Within a few weeks, the new outside directors resigned and a new board was appointed. Berg was not nominated for re-election. His employment was terminated.
Repap asked the court to set aside Berg’s agreement.
The court’s description of Berg’s evidence is worth noting — in what not to do. As Justice Lax found, “… I do not find Mr. Berg to be a credible witness. His evidence was tainted by self-interest. He was unresponsive to questions. In the face of important documents that were in clear contradiction of his testimony, he made no concessions.”
Berg had received materials from directors and board members indicating their discomfort with his compensation proposal, but did not provide them to the new board.

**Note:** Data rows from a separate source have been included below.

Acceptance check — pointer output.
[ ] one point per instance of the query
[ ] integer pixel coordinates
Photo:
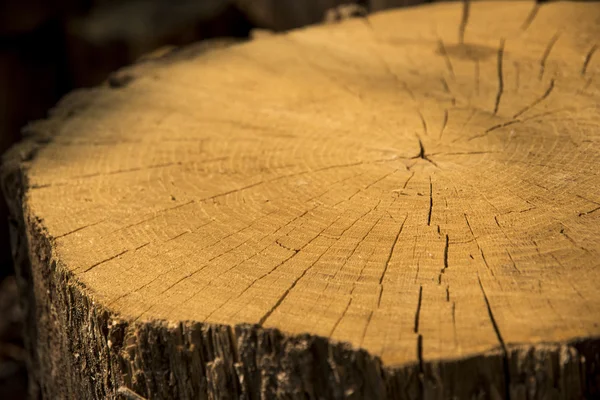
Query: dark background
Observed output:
(49, 47)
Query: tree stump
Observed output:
(400, 206)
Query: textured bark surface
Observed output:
(347, 211)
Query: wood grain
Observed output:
(404, 205)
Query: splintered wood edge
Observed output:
(505, 369)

Ontario Superior Court Justice Lax found that Berg had a fiduciary duty to act honestly, in good faith and in the best interests of his company, as well as to disclose the nature and extent of any personal interest contrary to the company’s. It is not enough, she found, for a senior officer and director to remind their colleagues of the interest in his own contract. They should know not merely that he has an interest, but what it is and how far it goes, and he must see to it that they are informed.
As well, every director or senior officer must place the interests of the corporation above their own. As Justice Lax found, “a reasonably prudent chairman and director acting in the best interests of Repap would have provided a new board with the opportunity to educate itself so as to make informed business judgment. As well, he should have afforded the board adequate time to retain a compensation consultant and instruct the consultant sufficiently to derive an genuinely independent opinion about his own employment contract.”

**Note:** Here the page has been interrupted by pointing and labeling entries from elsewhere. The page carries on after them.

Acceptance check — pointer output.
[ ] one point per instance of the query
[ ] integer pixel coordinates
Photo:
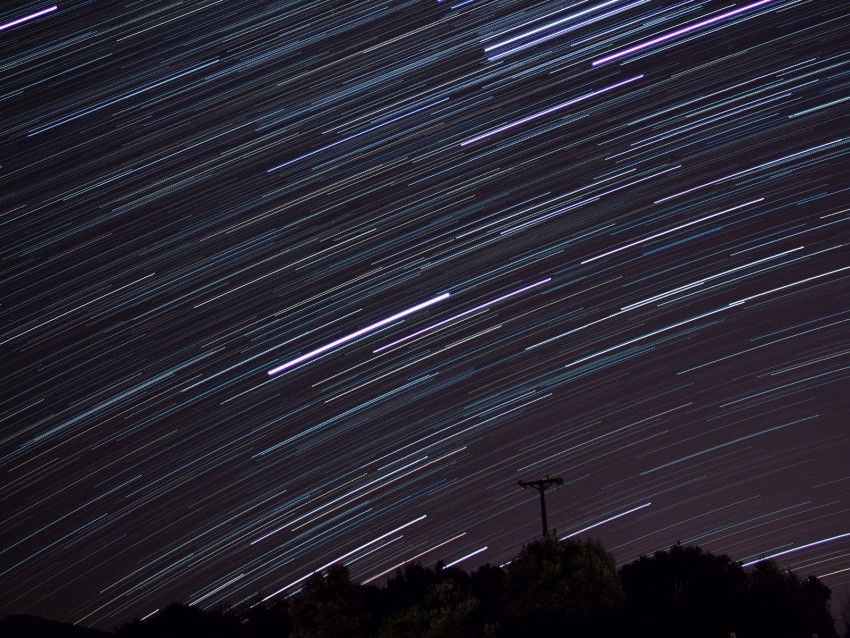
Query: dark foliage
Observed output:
(568, 588)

The court concluded, “Mr. Berg failed utterly in his duties to Repap. His own self-interest prevailed. His conduct was exactly opposite of the conduct the law required of him as a fiduciary – disclosure, honesty, loyalty, candour and a duty to favour Repap’s interest over his own.”
The Ontario Court of Appeal upheld the setting aside of Berg’s contract.

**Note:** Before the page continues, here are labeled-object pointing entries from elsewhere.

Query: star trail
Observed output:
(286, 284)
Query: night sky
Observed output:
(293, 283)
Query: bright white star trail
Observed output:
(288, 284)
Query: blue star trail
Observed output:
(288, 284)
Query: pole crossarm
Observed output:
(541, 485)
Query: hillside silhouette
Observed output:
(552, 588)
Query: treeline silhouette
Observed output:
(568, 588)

In another decision of the Ontario Superior Court earlier this year, Gary Conn, an officer and director of Goldstone Resources, sought over $2 million based on a management agreement he had signed. It gave him a five-year term with the right to renew for an additional five years and earlier termination only if there was cause. When the shareholders learned of this agreement, they were furious and argued that it was unenforceable because Conn had breached his fiduciary duty to negotiate a fair and reasonable employment contract. Although the employer had a compensation committee, Conn was friends with its head and no one considered the best interests of the company. “In my view,” the court found, “the decision-making process leading up to (the employment contract) was woefully deficient. The evidence supports only one conclusion: The agreement was presented in the form Conn desired and was rubber-stamped by a compensation committee and board of directors friendly to him, rather than mindful of the responsibilities that the law imposes.” The court found that the business judgment rule, which protects officers and directors making decisions in good faith, could not protect Conn since the “honesty, prudence, good faith and reasonable belief in the employer’s best interest was not shown.”
The court set aside the provisions regarding compensation termination as unfair and unreasonable, a finding that resulted from an “abdication of responsibilities, rather than business judgment. … Conn orchestrated a selfish and over-reaching deal.” His actions were driven by “self-interest, unsupported by any reasonable or objective criteria and contrary to the interests of the company he was obliged to protect.”
The law has moved considerably in dealing with fiduciaries. Even if they declare their self interest, they still must act in the best interests of the company. Egregious compensation arrangements can be and are being set aside by the courts.